Regard de photographe: Gaëla Blandy sur la corde sensible
© Gaëla Blandy - Gaëla Blandy - "Autoportrait"

 

 

 

 

Chaque semaine, AMC donne la parole à un photographe d'architecture pour commenter l'une de ses prises de vues. Invitée de cette série: Gaëla Blandy

 

Fiction ou réalité ? Gaëla Blandy raconte des histoires de la vie réelle et de la vie rêvée. Sur le fil, elle évolue entre deux mondes. Dans l’antichambre du quotidien, elle sonde les émotions, les souvenirs, les sentiments dont elle extirpe les preuves de l’existence.

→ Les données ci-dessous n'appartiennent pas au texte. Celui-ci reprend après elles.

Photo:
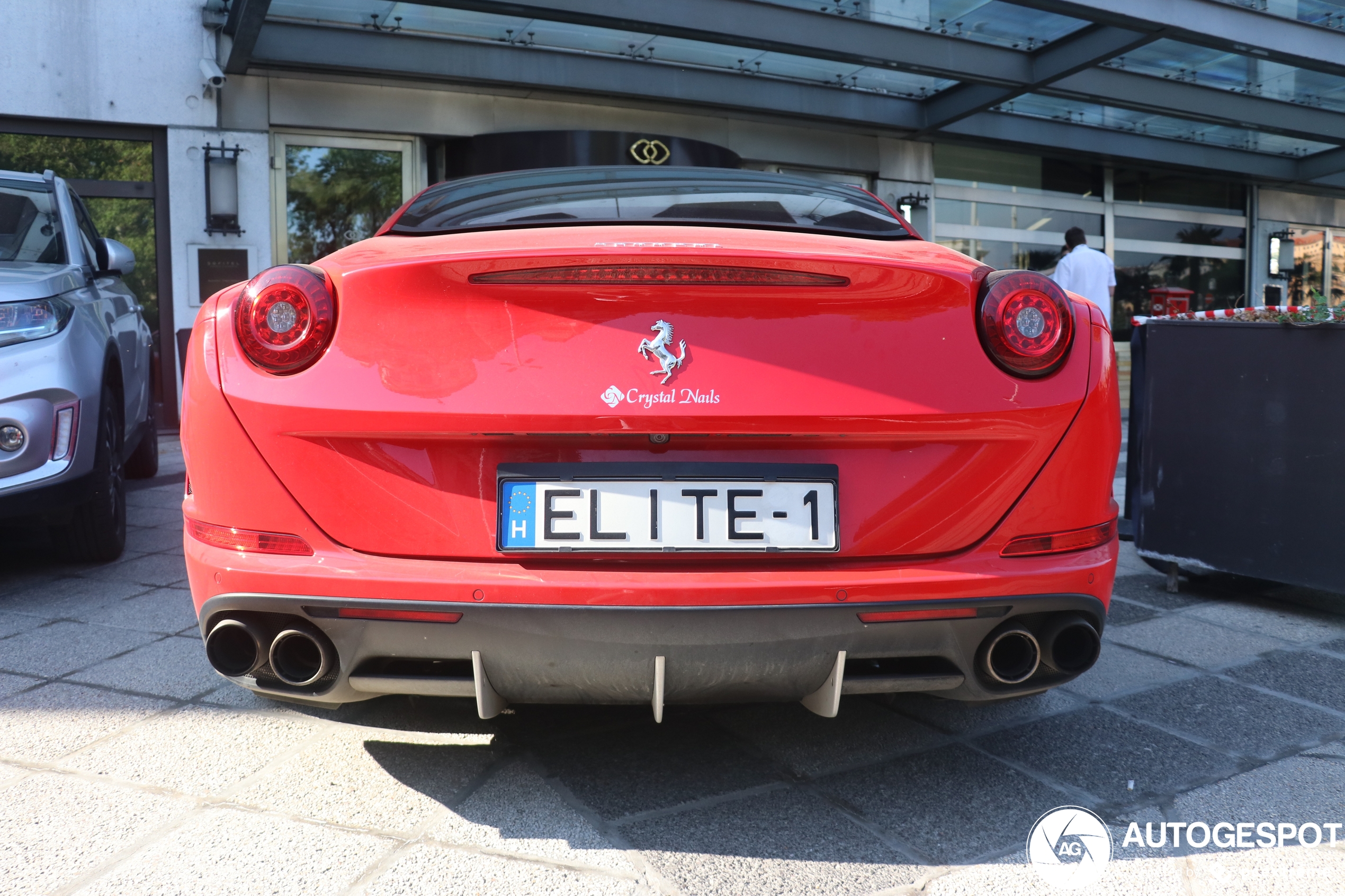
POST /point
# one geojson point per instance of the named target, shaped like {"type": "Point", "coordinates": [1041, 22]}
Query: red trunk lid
{"type": "Point", "coordinates": [390, 442]}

Les imperceptibles signes - que le mouvement du corps, l’étincelle dans le regard trahissent - sont subitement mis en lumière devant son objectif. « Expérimenter, tester l’espace photographique est une aventure sans danger », confie la photographe. Tirer un portrait, raconter une histoire, ce n’est finalement pas si différent semble-t-il. A travers ses images, l’observateur est emporté dans un ailleurs, une réalité passée dans le prisme de l’interprétation artistique. Gaëla Blandy n’hésite pas, elle laisse parler ses envies, joue sur sa corde sensible. Chaque rencontre peut être décisive et ses portraits d’anonymes révèlent l’univers fantastique des émotions souvent enfouies derrière la réalité d’un masque social. « J’aime être surprise, suivre une envie forte, une pulsion qui met en marche le processus créatif».

 

Du portrait à l’autoportrait il n’ y a qu’un pas qu’elle franchit pour devenir son propre champ d’exploration. D’image en image minutieusement datée, elle rédige son journal intime. Elle invente des mondes en séries qu’elle manipule, met en scène pour documenter des moments de la vie d’une femme résolument urbaine, mère et amoureuse. Chacun de ses travaux est investi d’une nécessité viscérale de rendre intelligible les sentiments. Monuments, immeubles de logements, musées : aucun programme n’échappe à l’allégorie et elle traite chacun d’eux comme s’il s’agissait d’un portrait. Quand par hasard un bâtiment suscite l’émotion, il devient le prétexte à l’écriture d’un scénario dont il est le héros. Autant surpris par ses personnages captivants, que par les bâtiments qu’elle photographie, l’observateur assiste devant ses images à la mise en mouvement de ce qui est habituellement figé.